You will need to set up your own Mongo database and then put the appropriate information into your .gaspyrc.json file. You will need to make an atoms collection in your database, which will contain one document for every DFT calculation you run. You will also need an adsorption collection that will contain one document for every adsorption energy you calculate, and a relaxed_bulk_catalog collection that will contain one document for every adsorption site you enumerate using this script.

We also have read-only mirrors to our catalog collections that allow for faster reading. If you do not want to set this up, simply re-enter your catalog collection's information into the readonly sections of the .gaspyrc.json file.

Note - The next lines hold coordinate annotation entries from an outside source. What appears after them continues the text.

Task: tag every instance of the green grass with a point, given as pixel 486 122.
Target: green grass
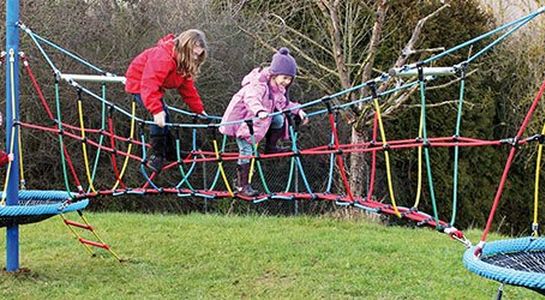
pixel 210 256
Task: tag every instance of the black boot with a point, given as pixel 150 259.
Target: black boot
pixel 271 139
pixel 157 152
pixel 243 186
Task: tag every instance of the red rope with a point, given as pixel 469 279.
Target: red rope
pixel 373 160
pixel 340 161
pixel 499 192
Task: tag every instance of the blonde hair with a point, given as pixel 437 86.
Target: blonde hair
pixel 184 44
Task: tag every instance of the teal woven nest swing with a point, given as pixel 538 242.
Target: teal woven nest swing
pixel 35 206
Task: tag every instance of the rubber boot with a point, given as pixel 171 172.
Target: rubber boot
pixel 157 154
pixel 271 139
pixel 243 186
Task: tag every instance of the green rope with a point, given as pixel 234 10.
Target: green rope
pixel 426 150
pixel 457 150
pixel 259 169
pixel 292 163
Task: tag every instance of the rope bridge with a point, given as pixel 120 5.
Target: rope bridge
pixel 308 172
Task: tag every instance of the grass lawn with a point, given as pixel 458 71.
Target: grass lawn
pixel 213 256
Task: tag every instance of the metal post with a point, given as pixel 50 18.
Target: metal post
pixel 12 113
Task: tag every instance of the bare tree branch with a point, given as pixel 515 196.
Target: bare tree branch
pixel 440 104
pixel 375 39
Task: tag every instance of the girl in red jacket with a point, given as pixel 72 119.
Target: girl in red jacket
pixel 172 64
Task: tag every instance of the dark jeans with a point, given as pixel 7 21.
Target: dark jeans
pixel 154 129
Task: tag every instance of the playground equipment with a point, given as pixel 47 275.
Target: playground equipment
pixel 483 259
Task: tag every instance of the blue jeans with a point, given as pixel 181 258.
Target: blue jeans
pixel 154 129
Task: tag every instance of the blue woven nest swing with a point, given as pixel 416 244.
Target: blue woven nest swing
pixel 518 262
pixel 35 206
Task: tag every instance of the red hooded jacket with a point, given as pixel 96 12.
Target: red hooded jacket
pixel 153 71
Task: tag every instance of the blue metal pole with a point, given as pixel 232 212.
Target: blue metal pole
pixel 12 106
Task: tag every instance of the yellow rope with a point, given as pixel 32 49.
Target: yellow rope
pixel 77 235
pixel 129 149
pixel 222 172
pixel 252 165
pixel 12 138
pixel 536 187
pixel 84 146
pixel 98 237
pixel 386 158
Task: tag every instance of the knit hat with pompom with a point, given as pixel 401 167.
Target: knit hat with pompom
pixel 283 63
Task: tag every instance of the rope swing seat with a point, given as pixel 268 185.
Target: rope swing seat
pixel 519 262
pixel 35 206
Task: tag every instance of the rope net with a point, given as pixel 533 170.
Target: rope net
pixel 202 162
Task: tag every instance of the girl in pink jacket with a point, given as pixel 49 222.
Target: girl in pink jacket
pixel 263 92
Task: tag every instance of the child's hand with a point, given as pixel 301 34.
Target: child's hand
pixel 159 119
pixel 303 117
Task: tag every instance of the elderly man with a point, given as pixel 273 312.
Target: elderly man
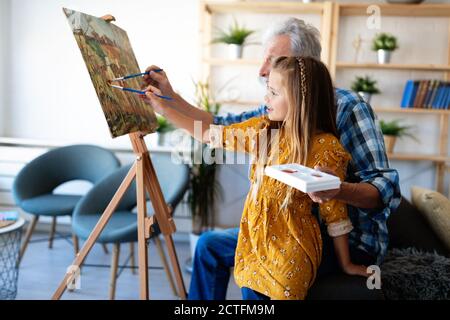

GASpy only submits jobs to FireWorks. You will need to set up your own FireWorks database and rocket launchers on your computing clusters. You will also need to enter the appropriate FireWorks data into the lpad* sections of your gaspyrc.json file.


In addition to the aforementioned items you need to populate in your .gaspyrc.json file, you will also need to set up a few other things:

  • A dedicated folder to store the pickle files that Luigi will use to manage the task dependencies. This folder should be put it the gasdb_path field.
  • A constantly running Luigi daemon. You can do this by simply running nohup docker run -v "/local/path/to/GASpy:/home/GASpy" ulissigorup/gaspy:latest /miniconda3/bin/luigid &. Then you enter the IP address of the machine that you ran that command on into the luigi_host field.
  • You will need to get an API key from The Materials Project and then enter it into the matproj_api_key field

You may notice the gasdb_server field. We use that to interface with a web-based data viewing service that we still have under development. You will not need to populate this field.


You may notice that we have two submodules: GASpy_regressions and GASpy_feedback. We use our regression submodule to analyze and perform regressions on our DFT data, and we use our feedback submodule to choose which calculations to [automatically] perform next.


Active learning across intermetallics to guide discovery of electrocatalysts for CO2 reduction and H2 evolution. Note that the repository which we reference in this paper is version 0.1 of GASpy, which can stil be found here.


Current GASpy version: 0.20

For an up-to-date list of our software dependencies, you can simply check out how we build our docker image here.